Senate debates

Monday, 1 September 2025

Motions

Australia: Racism

1:22 pm

Photo of Bridget McKenzieBridget McKenzie (Victoria, National Party, Shadow Minister for Infrastructure, Transport and Regional Development) Share this | Hansard source

For everyone following along at home and listening to the rhetoric, particularly from the Greens, let me read the coalition's amendment, put it on the record, as you might not have it in front of you:

Omit all words after "That the Senate", substitute:

"(a) reaffirms Australia's commitment to free speech and lawful assembly, and condemns all forms of extremism, intimidation, and violence, regardless of the cause;

(b) condemns the recent disruption of public rallies by Neo-Nazis, pro-Iranian Government extremists and those supporting terrorist organisations; and

(c) condemns the public display of symbols, slogans, or imagery that glorify or support proscribed terrorist organisations and urges the strict enforcement of existing laws against the glorification of terrorism and incitement to violence".

I am astounded that this is somehow a cause for debate, and I'm appalled that the party of government in this place finds itself unable to support an amendment as balanced as the one that we've put forward as a mature response to Senator Faruqi's motion.

The reality is that the one thing that unites new Australians and old Australians is a love of our country. Being a patriot isn't being a racist. We, on this side of the chamber, actually support the right to peaceful protest. We back our police, who put themselves in harm's way to keep order. Fringe extremists who tried to hijack the weekend's rallies deserve zero endorsement from anyone in this place. Their ideology is the opposite of Australian values. But let's be very clear.

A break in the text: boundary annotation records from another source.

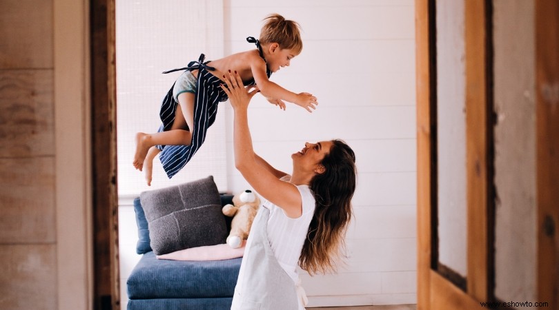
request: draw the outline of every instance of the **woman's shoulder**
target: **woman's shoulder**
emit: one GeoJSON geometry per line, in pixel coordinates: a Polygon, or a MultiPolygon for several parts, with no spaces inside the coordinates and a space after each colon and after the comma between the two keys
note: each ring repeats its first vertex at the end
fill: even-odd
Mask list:
{"type": "Polygon", "coordinates": [[[315,209],[315,196],[313,195],[313,191],[311,187],[306,185],[295,185],[301,194],[301,203],[303,206],[303,213],[309,211],[314,211],[315,209]]]}

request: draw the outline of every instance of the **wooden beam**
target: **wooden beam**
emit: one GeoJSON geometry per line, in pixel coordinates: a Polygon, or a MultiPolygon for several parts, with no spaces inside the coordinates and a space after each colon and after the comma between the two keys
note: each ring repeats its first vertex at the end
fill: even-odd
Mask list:
{"type": "Polygon", "coordinates": [[[538,301],[559,309],[559,3],[536,1],[538,301]]]}
{"type": "MultiPolygon", "coordinates": [[[[466,37],[466,158],[468,205],[467,292],[487,300],[488,200],[490,192],[488,154],[490,125],[487,68],[488,31],[484,0],[468,0],[465,5],[466,37]]],[[[478,305],[479,307],[479,304],[478,305]]],[[[451,308],[448,308],[451,309],[451,308]]]]}
{"type": "Polygon", "coordinates": [[[418,138],[418,310],[430,307],[431,260],[431,72],[429,0],[415,1],[418,138]]]}
{"type": "Polygon", "coordinates": [[[115,0],[91,1],[94,309],[120,309],[115,0]]]}

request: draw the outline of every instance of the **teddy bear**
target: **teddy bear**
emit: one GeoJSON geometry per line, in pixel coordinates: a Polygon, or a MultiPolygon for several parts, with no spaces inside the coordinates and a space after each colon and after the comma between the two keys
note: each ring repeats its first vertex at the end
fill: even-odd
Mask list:
{"type": "Polygon", "coordinates": [[[231,231],[227,237],[227,244],[237,249],[241,247],[242,241],[248,236],[253,220],[258,211],[260,199],[250,189],[235,195],[233,204],[226,205],[222,211],[227,216],[232,216],[231,231]]]}

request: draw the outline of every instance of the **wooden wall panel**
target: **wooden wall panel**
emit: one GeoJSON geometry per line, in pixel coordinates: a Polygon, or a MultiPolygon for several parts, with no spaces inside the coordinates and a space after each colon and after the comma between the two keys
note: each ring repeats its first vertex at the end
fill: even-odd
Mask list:
{"type": "Polygon", "coordinates": [[[55,242],[54,158],[0,158],[0,243],[55,242]]]}
{"type": "MultiPolygon", "coordinates": [[[[429,0],[415,1],[415,70],[418,137],[418,310],[431,309],[431,70],[429,0]]],[[[433,3],[431,3],[431,6],[433,3]]]]}
{"type": "MultiPolygon", "coordinates": [[[[488,184],[492,136],[488,106],[487,6],[484,0],[465,1],[466,14],[466,167],[468,176],[468,294],[487,300],[489,290],[488,184]]],[[[490,60],[489,61],[491,61],[490,60]]]]}
{"type": "Polygon", "coordinates": [[[0,1],[0,69],[51,68],[52,1],[0,1]]]}
{"type": "Polygon", "coordinates": [[[0,71],[0,158],[54,155],[53,72],[0,71]]]}
{"type": "Polygon", "coordinates": [[[0,257],[0,309],[57,309],[56,245],[1,245],[0,257]]]}

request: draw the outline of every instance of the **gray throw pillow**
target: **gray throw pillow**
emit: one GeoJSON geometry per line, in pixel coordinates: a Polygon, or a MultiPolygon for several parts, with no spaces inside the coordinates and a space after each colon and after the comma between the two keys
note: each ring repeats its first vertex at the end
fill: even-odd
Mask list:
{"type": "Polygon", "coordinates": [[[157,255],[224,243],[221,198],[213,176],[140,194],[157,255]]]}

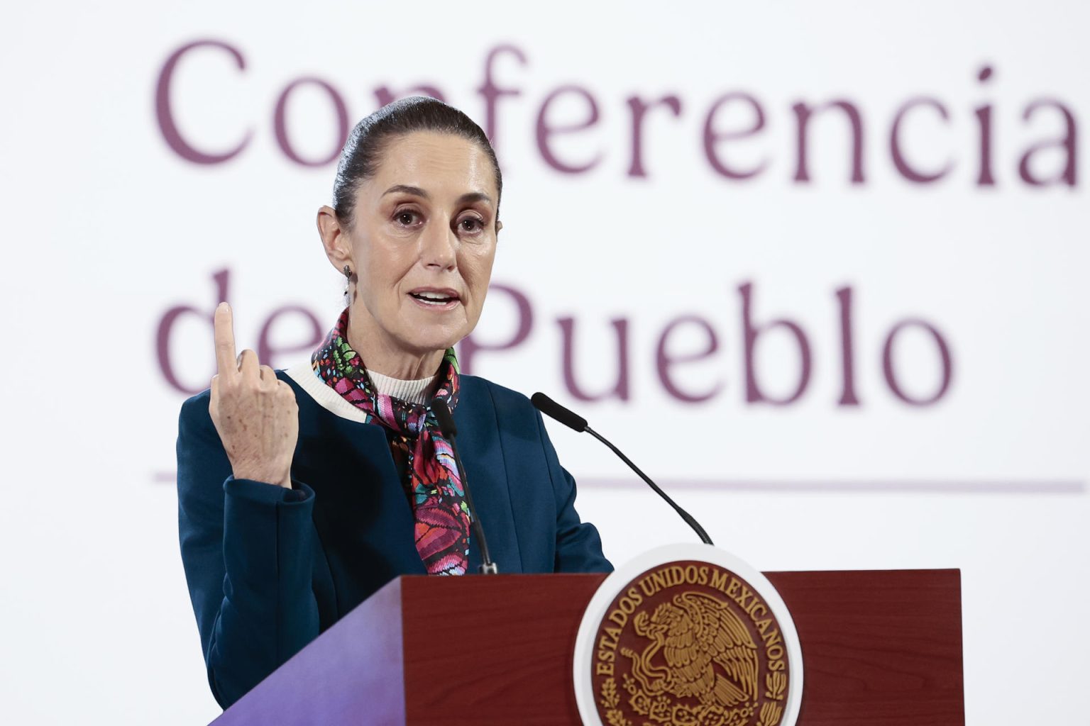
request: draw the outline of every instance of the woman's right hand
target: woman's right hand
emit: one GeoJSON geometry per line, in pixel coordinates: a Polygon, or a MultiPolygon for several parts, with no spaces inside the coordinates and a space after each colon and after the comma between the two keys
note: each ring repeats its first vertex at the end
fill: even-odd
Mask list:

The vast majority of people at those rallies and the hundreds of thousands, if not millions, of Australians who support them but didn't go were expressing mainstream concerns about unchecked population growth, housing and social cohesion—concerns that we actually must hear, not attempt to smear, which is what is happening today. Senior ministers condemned the rallies and highlighted only extremist links. Senator Watt said they spread hate and were linked to Neo-Nazis. We reject both the hate and the tactic of tarring the many with the actions of a few. Old and new Australians alike want a safe, cohesive, confident nation. That's the Australia we speak for.

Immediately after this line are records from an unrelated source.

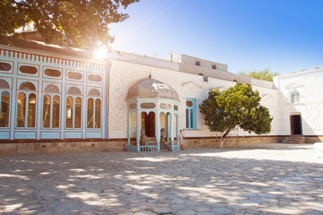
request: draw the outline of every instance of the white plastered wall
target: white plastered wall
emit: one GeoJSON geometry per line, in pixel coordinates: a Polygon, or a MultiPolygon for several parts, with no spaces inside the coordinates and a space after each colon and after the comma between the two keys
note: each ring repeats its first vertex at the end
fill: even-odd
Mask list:
{"type": "MultiPolygon", "coordinates": [[[[196,99],[196,130],[184,130],[187,137],[215,136],[220,133],[211,133],[205,125],[203,115],[198,106],[207,98],[210,90],[216,88],[224,90],[234,86],[234,82],[208,78],[204,82],[203,76],[181,73],[178,71],[162,69],[139,64],[133,64],[118,60],[110,60],[109,68],[109,138],[127,138],[127,94],[128,89],[135,82],[152,78],[164,82],[172,87],[179,97],[179,129],[185,128],[186,99],[196,99]]],[[[272,133],[268,135],[279,135],[279,108],[277,108],[277,90],[253,87],[259,91],[263,98],[261,104],[270,108],[270,114],[274,116],[272,133]]],[[[238,134],[255,135],[243,130],[239,130],[238,134]]]]}

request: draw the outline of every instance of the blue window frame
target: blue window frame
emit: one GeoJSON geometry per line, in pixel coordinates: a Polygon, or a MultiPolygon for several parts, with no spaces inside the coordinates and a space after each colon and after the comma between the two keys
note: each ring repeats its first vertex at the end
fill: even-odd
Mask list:
{"type": "Polygon", "coordinates": [[[196,99],[187,99],[186,101],[186,127],[196,129],[196,99]]]}
{"type": "Polygon", "coordinates": [[[300,93],[298,91],[293,91],[291,93],[291,103],[300,102],[300,93]]]}

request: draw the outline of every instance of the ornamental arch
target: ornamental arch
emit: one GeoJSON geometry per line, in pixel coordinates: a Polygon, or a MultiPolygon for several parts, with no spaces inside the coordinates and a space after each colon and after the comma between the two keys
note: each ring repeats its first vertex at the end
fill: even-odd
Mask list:
{"type": "Polygon", "coordinates": [[[160,151],[161,146],[179,150],[174,142],[179,136],[179,103],[174,89],[149,77],[129,88],[127,100],[128,150],[160,151]]]}

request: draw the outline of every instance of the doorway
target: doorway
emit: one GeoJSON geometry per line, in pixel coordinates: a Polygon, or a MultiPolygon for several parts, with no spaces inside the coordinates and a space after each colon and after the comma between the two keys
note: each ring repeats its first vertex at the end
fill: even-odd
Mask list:
{"type": "Polygon", "coordinates": [[[301,135],[301,115],[291,116],[291,134],[301,135]]]}
{"type": "Polygon", "coordinates": [[[142,129],[144,129],[147,137],[155,137],[155,113],[145,112],[141,114],[142,129]]]}

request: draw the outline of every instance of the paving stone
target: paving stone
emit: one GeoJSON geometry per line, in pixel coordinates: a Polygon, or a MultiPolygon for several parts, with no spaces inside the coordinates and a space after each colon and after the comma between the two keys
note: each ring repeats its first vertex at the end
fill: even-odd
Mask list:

Last week, the Greens promoted a bill to entrench the national right to protest. This week, they want us to censor people who protest. Senator Faruqi herself has participated in marches with supporters of terrorist groups, sharing the platform with Hamas supporters and sympathisers, Iranian militants and antisemites. So spare us your sanctimony, your hypocrisy and your self-righteousness. You're happy to march alongside pictures of the Ayatollah Khomeini, who actually ordered a now proscribed terrorist organisation to bomb a synagogue in our country. But that's okay—we're really only worried about the Neo-Nazis! We should be worried about it all. Jew-hating, gay-hating and women-hating protesters on the other side need to be called out as well. It's ridiculous to suggest that everyone marching on the weekend was a Neo-Nazi, just as it would be ridiculous for me to suggest that those who marched across the Sydney Harbour Bridge were all terrorists. They're equally ridiculous contentions. That's why the coalition's amendment to this motion is a sound, sensible, mature response to a problem that doesn't just exist in this chamber but has spilt over into the streets of capital cities right across our country.

I'm not a globalist—like the Greens and many now in Labor are—who imagines a world without borders. A sovereign nation sets its intake of immigration in the national interest and with community consent. The Lowy Institute's poll suggests that 53 per cent of Australians say our immigration settings are too high and are having negative social, economic and, I would suggest, environmental impacts in our community. I'm prepared to have an open and honest conversation about that. I just wish the government was too.